So I'm at a real loss what i am doing, but the issue appears to be these two NAT statements and the route map source for them. Which does work once -- but not after a change.
But I feel like I'm getting closer now.
09-21-2018 07:21 PM
Yes, the issue is definitely that NAT is getting a bad cached value. During the transition, for reasons I cannot explain, I get a local inside address if the turned-admin-down interface, and inside global address of the newly up WAN interface. E.g.
#show ip nat trans Pro Inside global Inside local Outside local Outside global udp 172.16.1.100:4500 10.96.68.104:4500 X.X.X.X:4500 X.X.X.X:4500
That first address is the Gig 0 interface that just came up with an ISP's DHCP address, and the 10.96.68.104 address is the no-longer-active address of the Cellular 0 interface that was just shut down. And traffic just keeps on keeping it alive. If I clear ip nat trans * then the tunnel immediately comes up and stays up.
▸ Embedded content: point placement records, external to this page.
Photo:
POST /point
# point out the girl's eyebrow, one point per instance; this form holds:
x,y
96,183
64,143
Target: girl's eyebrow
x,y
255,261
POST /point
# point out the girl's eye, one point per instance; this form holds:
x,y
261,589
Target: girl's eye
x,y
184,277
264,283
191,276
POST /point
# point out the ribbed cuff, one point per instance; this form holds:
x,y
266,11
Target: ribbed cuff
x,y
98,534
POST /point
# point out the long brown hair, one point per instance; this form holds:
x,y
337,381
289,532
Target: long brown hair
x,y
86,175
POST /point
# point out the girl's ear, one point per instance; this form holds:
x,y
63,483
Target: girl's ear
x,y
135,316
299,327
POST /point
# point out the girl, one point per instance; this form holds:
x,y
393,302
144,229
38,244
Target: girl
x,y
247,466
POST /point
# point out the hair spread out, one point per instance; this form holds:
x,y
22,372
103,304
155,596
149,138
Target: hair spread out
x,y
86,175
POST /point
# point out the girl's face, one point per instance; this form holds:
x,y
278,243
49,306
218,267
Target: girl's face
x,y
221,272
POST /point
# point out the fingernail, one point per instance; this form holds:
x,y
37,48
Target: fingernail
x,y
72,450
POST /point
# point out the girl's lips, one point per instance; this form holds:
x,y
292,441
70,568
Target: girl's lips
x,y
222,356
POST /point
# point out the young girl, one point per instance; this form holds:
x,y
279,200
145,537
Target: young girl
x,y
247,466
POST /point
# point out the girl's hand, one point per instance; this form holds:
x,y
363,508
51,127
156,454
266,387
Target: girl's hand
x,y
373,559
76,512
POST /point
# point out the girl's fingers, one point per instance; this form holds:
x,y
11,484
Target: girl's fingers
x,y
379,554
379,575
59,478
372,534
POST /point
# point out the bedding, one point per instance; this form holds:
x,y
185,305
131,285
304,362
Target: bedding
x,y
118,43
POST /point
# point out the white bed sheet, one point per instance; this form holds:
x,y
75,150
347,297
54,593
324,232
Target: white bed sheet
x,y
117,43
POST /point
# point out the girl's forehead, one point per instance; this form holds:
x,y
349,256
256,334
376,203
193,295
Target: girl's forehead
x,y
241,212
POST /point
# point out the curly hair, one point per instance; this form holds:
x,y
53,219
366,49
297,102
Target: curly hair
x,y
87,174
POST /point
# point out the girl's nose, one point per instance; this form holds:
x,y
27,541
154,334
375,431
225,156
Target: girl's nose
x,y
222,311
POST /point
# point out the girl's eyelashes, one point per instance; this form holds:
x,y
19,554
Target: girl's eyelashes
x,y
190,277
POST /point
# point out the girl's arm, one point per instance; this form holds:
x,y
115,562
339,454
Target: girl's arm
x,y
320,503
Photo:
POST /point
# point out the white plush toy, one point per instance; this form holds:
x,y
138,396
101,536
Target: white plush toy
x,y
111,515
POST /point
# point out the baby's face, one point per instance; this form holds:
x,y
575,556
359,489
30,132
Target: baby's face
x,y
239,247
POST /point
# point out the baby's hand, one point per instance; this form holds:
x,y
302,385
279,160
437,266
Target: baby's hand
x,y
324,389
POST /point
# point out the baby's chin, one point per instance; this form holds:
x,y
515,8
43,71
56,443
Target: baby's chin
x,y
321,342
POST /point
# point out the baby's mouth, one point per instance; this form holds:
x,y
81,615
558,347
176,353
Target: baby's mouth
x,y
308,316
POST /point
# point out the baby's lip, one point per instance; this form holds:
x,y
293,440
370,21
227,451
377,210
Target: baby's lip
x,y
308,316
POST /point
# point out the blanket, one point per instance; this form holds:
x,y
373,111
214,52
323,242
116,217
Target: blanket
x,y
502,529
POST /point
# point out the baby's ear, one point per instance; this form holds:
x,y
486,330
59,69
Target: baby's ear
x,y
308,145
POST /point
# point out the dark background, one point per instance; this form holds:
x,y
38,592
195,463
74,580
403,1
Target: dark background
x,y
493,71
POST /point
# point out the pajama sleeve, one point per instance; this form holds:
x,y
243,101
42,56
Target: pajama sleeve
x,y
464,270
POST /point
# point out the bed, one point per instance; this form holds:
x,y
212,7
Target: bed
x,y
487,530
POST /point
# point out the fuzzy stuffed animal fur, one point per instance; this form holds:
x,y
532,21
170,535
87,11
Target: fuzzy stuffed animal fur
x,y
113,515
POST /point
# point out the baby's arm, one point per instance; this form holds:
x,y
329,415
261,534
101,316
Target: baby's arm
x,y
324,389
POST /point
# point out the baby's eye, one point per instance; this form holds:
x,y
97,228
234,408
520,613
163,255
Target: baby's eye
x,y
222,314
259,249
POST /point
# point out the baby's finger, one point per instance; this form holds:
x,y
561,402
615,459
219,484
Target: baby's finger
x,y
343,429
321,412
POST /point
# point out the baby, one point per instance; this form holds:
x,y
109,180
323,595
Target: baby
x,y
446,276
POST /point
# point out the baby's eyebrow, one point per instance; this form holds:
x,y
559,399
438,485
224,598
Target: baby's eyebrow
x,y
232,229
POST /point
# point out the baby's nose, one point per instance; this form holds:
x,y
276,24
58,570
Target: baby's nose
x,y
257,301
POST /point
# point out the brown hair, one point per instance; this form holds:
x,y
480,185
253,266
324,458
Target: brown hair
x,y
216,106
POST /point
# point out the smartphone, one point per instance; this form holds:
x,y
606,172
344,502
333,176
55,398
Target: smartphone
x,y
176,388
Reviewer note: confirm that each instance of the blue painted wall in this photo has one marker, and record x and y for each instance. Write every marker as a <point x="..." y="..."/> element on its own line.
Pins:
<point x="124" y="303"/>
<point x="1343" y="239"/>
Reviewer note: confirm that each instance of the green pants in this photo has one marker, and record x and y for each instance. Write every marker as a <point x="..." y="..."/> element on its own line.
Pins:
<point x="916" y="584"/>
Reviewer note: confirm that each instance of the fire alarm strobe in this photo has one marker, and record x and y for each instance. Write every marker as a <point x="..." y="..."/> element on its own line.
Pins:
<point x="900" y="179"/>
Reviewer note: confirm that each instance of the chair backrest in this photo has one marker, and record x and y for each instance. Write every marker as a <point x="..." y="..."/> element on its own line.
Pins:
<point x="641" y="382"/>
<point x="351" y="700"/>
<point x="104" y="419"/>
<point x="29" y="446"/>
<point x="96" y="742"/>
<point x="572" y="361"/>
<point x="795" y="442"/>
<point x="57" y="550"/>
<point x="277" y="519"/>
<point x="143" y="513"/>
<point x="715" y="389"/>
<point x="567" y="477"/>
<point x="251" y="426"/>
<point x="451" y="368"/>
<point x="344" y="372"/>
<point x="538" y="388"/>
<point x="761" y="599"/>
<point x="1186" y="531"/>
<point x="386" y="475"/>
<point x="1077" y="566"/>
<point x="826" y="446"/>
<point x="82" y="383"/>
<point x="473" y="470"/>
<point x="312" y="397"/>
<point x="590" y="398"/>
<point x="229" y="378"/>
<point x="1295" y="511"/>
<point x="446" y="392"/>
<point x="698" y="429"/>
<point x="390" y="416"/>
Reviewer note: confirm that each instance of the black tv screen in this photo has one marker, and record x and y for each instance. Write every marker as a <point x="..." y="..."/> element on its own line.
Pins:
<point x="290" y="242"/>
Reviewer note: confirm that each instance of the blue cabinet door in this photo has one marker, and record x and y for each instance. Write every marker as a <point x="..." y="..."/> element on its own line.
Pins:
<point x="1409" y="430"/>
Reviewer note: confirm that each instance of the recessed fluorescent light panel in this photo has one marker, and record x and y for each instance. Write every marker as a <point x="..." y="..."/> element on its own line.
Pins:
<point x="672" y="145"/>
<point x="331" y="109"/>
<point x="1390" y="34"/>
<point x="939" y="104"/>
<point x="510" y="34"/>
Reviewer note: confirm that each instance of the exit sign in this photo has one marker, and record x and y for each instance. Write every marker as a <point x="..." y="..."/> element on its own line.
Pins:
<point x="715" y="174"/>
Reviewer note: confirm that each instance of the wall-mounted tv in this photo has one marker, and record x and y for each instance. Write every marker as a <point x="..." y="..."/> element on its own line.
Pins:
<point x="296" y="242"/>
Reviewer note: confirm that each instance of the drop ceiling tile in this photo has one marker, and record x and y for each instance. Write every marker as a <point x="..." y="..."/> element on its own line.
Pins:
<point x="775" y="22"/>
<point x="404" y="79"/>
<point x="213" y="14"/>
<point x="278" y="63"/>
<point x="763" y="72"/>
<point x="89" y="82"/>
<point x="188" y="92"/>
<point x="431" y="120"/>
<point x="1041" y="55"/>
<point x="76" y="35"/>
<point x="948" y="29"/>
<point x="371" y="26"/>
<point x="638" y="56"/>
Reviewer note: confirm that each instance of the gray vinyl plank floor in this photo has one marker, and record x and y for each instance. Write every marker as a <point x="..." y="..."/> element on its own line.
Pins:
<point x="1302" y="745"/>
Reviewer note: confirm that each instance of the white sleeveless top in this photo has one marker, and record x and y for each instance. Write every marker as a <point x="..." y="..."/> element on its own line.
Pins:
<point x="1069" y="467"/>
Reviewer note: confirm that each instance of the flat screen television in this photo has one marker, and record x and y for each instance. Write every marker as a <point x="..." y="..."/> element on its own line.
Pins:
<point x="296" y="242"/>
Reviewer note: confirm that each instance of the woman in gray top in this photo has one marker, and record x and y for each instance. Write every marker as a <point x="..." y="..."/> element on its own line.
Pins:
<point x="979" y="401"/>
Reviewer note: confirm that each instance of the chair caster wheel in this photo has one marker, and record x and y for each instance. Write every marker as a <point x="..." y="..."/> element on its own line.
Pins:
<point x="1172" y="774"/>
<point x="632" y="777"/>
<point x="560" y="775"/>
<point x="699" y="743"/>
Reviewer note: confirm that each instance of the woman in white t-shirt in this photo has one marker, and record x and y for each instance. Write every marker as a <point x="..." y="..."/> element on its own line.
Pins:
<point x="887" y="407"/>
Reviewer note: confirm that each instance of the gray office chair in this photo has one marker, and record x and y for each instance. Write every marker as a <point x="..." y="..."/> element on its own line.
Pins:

I've been partially successful in a kludge of doing the clear in event manager on line translation but not completely, the translation sticks around a long time. And I don't want to clear nat translations too long after as that will interfere with unrelated internet access through NAT for real.
What I'd really like to know is how I'm getting a nat translation so crossed up as this -- from one WAN (outside) port to the other WAN (outside) port. And only while the interfaces are in transition (I'm not quite sure if it's when the new one goes up, or when the old comes down).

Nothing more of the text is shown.